Bueno, o MianKu tem características chinesas que vão além da feitura das massas e do vinagre como condimento especial. O horário é o de jantar chinês, o que significa que é melhor nem pensar em ir até lá se já tiver passado das 21h30min. O preço segue os padrões chineses e, com duas cervejinhas por pessoa, a refeição custa uma média de 60 kuais, ou em torno de R$ 20.

Aqui abaixo, você vê dois tipos de massa, a de espinafre e um espaguete. Ao lado, estão diferentes molhos que acompanham. Você pode escolher entre sabores como refogado com carne de gado, beringela em conserva, entre outros. A pequenina chaleira - marrom que se vê na foto - traz o vinagre.



Pulinho no Japão

Se pela China as massas de Shanxi fazem sucesso, no Japão são as de Kyushu que têm boa reputação. O nome remete à ilha mais ao sul do arquipélogo, considerando-se as principais do país, que incluem ainda Hokkaido, Honshu e Shikoku.

O lámem de lá é o tonkotsu ramen (os japas escrevem ramen, e em katakana fica assim: ラーメン), massa também al dente cozida num ensopado consistente de porco. Na hora em que o prato é servido, dá-lhe fatias de porco para completar o visual e o sabor.

Quem estiver por Tokyo ou de viagem marcada para lá, é bom guardar o nome Kyushu Jangara Ramen, que em japonês é escrito assim 九州じゃんがらラーメン. Espalhado pelos principais bairros da capital japonesa, como Harajuku e Shibuya, a rede é simplesmente deliciosa - Taihen oishi desu!

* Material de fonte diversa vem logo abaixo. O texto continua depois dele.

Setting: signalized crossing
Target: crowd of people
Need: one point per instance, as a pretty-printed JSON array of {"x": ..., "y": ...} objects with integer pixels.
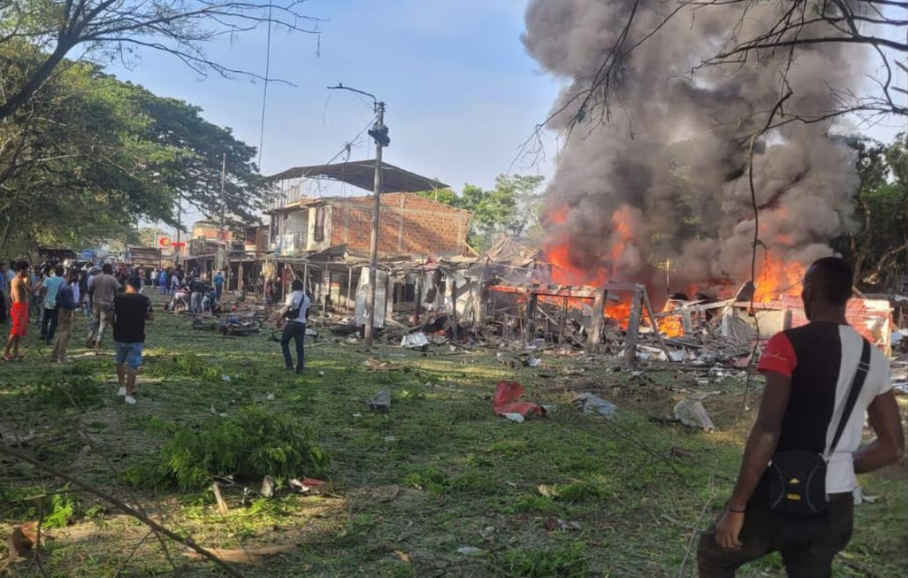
[{"x": 49, "y": 296}]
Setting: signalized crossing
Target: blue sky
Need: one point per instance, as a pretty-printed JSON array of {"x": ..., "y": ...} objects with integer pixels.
[{"x": 462, "y": 95}]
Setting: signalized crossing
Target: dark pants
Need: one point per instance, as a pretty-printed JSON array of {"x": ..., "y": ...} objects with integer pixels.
[
  {"x": 808, "y": 546},
  {"x": 49, "y": 325},
  {"x": 297, "y": 332}
]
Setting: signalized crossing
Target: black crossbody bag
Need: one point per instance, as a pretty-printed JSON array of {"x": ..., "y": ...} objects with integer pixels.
[{"x": 797, "y": 480}]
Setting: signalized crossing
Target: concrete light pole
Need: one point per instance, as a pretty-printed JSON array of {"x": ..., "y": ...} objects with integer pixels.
[{"x": 379, "y": 134}]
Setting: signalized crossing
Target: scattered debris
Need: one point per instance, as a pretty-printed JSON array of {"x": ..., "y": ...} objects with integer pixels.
[
  {"x": 860, "y": 497},
  {"x": 417, "y": 340},
  {"x": 553, "y": 523},
  {"x": 376, "y": 365},
  {"x": 505, "y": 401},
  {"x": 308, "y": 486},
  {"x": 267, "y": 490},
  {"x": 251, "y": 556},
  {"x": 692, "y": 413},
  {"x": 222, "y": 504},
  {"x": 516, "y": 417},
  {"x": 589, "y": 403},
  {"x": 20, "y": 542},
  {"x": 381, "y": 403}
]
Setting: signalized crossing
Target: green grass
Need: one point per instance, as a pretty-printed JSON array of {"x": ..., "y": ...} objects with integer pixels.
[{"x": 407, "y": 489}]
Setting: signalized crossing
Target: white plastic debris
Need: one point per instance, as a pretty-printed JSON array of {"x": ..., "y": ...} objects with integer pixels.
[
  {"x": 691, "y": 413},
  {"x": 416, "y": 340},
  {"x": 589, "y": 403},
  {"x": 516, "y": 417}
]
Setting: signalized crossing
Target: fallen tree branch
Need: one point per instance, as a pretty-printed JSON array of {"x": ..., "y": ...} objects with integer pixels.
[{"x": 188, "y": 542}]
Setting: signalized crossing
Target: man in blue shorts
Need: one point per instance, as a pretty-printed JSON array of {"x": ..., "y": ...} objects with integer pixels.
[{"x": 130, "y": 310}]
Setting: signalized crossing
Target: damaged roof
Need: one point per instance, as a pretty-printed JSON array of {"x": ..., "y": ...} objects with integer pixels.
[{"x": 362, "y": 174}]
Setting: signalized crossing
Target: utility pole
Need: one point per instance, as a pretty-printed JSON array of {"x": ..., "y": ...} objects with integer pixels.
[
  {"x": 379, "y": 134},
  {"x": 222, "y": 237},
  {"x": 176, "y": 249}
]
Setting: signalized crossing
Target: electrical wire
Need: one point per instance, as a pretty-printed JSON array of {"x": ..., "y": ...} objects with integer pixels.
[{"x": 265, "y": 89}]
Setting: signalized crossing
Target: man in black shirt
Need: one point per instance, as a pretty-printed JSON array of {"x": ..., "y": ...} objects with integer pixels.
[{"x": 130, "y": 309}]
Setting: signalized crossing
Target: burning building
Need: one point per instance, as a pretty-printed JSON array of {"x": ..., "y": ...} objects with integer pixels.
[{"x": 661, "y": 191}]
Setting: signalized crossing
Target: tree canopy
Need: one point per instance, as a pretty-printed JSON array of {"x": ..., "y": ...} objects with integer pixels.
[
  {"x": 512, "y": 208},
  {"x": 89, "y": 156},
  {"x": 876, "y": 247}
]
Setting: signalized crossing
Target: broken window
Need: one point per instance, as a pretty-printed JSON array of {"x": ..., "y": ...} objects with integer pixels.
[{"x": 319, "y": 233}]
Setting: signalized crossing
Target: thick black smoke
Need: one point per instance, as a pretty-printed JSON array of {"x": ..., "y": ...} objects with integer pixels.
[{"x": 670, "y": 162}]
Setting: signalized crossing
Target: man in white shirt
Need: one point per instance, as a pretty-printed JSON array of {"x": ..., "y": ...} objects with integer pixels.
[
  {"x": 296, "y": 312},
  {"x": 809, "y": 374}
]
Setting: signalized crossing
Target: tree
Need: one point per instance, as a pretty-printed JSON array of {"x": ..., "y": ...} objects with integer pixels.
[
  {"x": 513, "y": 208},
  {"x": 881, "y": 223},
  {"x": 115, "y": 28},
  {"x": 89, "y": 156}
]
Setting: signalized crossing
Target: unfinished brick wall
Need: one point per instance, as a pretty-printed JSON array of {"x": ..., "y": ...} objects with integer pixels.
[{"x": 409, "y": 224}]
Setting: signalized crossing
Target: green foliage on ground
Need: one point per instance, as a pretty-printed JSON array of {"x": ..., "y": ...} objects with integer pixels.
[{"x": 251, "y": 444}]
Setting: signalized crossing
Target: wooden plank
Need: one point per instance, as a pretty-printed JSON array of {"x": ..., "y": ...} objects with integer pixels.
[
  {"x": 633, "y": 329},
  {"x": 652, "y": 318},
  {"x": 598, "y": 316}
]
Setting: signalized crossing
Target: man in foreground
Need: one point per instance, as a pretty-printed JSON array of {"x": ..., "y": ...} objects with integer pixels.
[
  {"x": 296, "y": 311},
  {"x": 18, "y": 311},
  {"x": 130, "y": 311},
  {"x": 68, "y": 303},
  {"x": 104, "y": 288},
  {"x": 809, "y": 373},
  {"x": 49, "y": 289}
]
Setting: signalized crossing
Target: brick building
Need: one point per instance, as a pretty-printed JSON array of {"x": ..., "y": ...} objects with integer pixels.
[{"x": 409, "y": 224}]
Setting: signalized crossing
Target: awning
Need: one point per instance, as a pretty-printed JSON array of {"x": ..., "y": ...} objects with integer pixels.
[{"x": 362, "y": 174}]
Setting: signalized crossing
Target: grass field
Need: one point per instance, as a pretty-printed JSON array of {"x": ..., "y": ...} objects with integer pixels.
[{"x": 408, "y": 489}]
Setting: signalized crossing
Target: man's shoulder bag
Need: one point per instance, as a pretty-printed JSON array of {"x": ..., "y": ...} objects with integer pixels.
[
  {"x": 796, "y": 480},
  {"x": 293, "y": 313}
]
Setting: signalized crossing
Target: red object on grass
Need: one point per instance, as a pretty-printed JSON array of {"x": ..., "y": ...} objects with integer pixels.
[{"x": 505, "y": 400}]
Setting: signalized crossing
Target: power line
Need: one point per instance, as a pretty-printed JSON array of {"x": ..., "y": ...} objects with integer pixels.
[{"x": 265, "y": 89}]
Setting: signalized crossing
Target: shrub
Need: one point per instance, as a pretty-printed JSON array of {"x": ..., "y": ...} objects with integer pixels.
[
  {"x": 566, "y": 562},
  {"x": 251, "y": 444}
]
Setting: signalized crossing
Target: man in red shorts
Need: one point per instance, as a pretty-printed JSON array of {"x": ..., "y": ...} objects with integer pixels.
[{"x": 19, "y": 291}]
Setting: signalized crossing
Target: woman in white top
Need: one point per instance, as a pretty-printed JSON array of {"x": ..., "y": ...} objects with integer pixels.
[{"x": 295, "y": 311}]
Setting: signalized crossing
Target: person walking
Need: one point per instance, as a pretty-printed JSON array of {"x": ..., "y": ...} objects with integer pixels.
[
  {"x": 296, "y": 312},
  {"x": 197, "y": 291},
  {"x": 18, "y": 311},
  {"x": 66, "y": 314},
  {"x": 49, "y": 289},
  {"x": 130, "y": 312},
  {"x": 4, "y": 306},
  {"x": 104, "y": 289},
  {"x": 794, "y": 492},
  {"x": 218, "y": 284}
]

Dica: o cardápio vem só em japonês e escolhido o prato, você faz o pedido no caixa e paga antes. Depois fica atento até o cozinheiro chamar.


De volta pra casa




Depois do passeio oriental, observe como terminou a noite no MianKu.




Enquanto os meninos que antes preparavam a massa matavam a fome,



outros davam um jeito de deixar tudo limpo pro dia seguinte.



Achei o maior barato a limpeza. Juro.